You could use for example the following approximation of cardinal sine under the form:
$$h(x):=\dfrac{\sin(x)}{x}\approx\dfrac{1-0.035 x^2}{1+0.15x^2-0.018x^4}$$
(I obtained it by adapting a so-called "continuous fraction". See also "Padé approximants".)
with an error less than $2.5 \times 10^{-3}$ on the interval $[-0.8,0.8]$ which becomes the narrower interval $[0.8/\pi,0.8/\pi]$ for $sinc(x)=f(x/\pi).$
As JeanMarie suggested in his answer, Pade approximants are probably the most interesting approach.
A simple and rather accurate one would be $$\dfrac{\pi x}{\sin(\pi x)}=\frac{1+\frac{13 \pi ^2 }{396}x^2+\frac{5 \pi ^4 }{11088}x^4} { 1-\frac{53 \pi ^2 }{396}x^2+\frac{551 \pi ^4}{166320} x^4}$$ which shows a maximum error at the upper bound $0.85$ (the approximated value being $\approx 5.87170$ for an exact value $\approx 5.88196$.

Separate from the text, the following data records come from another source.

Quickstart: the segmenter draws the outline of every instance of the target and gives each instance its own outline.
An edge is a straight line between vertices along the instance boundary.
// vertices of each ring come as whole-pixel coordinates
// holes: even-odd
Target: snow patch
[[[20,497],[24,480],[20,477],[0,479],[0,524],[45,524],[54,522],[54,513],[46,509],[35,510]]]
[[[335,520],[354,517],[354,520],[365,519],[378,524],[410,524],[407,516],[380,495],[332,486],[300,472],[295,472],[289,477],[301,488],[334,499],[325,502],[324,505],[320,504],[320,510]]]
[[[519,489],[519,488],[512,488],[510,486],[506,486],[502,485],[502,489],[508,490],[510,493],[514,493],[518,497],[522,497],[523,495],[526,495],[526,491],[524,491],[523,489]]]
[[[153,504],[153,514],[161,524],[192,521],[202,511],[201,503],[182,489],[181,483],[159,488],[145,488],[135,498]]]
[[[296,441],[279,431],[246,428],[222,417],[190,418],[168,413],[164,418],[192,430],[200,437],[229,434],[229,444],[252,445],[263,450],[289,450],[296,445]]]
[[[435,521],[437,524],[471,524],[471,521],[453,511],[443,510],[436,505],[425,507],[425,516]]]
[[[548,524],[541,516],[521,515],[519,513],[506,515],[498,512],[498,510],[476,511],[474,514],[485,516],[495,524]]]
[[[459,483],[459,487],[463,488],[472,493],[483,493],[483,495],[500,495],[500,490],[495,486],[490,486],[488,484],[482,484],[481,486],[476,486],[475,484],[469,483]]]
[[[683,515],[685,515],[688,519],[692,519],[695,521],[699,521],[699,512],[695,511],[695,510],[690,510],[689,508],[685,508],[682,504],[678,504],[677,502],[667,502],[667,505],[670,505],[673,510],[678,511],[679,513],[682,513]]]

Using it, if you need sot solve for $x$ equation $$K \text{sinc}(x)=\text{sinc}(y)$$ you will need to solve $$K \frac{ 1-\frac{53 }{396}x^2+\frac{551 }{166320} x^4}{1+\frac{13 }{396}x^2+\frac{5 }{11088}x^4} =\text{sinc}(y)$$ which is just a quadratic equation in $x^2$.
Defining $a=\frac{\text{sinc}(y)} K$, the solutions will then be $$x^2=\frac{6 \left(\pm\sqrt{35} \sqrt{-3985 a^2+130862 a+25583}-455 a-1855\right)}{75 a-551}$$
For illustration purposes, let us use $y=\frac 12$ and $K=3$. This will give as possible positive solutions $x=2.31087$ and $x=6.34097$ while the exact solution would be $x=2.31069$.
Edit
You may be intested by comparing Taylor expansions $$\text{sinc}(x)=1-\frac{x^2}{6}+\frac{x^4}{120}-\frac{x^6}{5040}+\frac{x^8}{362880}-\frac{x^{10}}{3 9916800}+O\left(x^{12}\right)$$ $$\frac{ 1-\frac{53 }{396}x^2+\frac{551 }{166320} x^4}{1+\frac{13 }{396}x^2+\frac{5 }{11088}x^4}=1-\frac{x^2}{6}+\frac{x^4}{120}-\frac{x^6}{5040}+\frac{x^8}{362880}-\frac{x^{10}}{1 005903360}+O\left(x^{12}\right)$$
If you are concerned by the range $0 \leq x \leq 0.85 \pi$, a curve fit would give $$\text{sinc}(x)=\frac{ 1-0.132083 x^2+0.00311873 x^4}{1+0.0345805 x^2+0.000554186 x^4}$$ for a maximum error lower than $10^{-5}$ everywhere.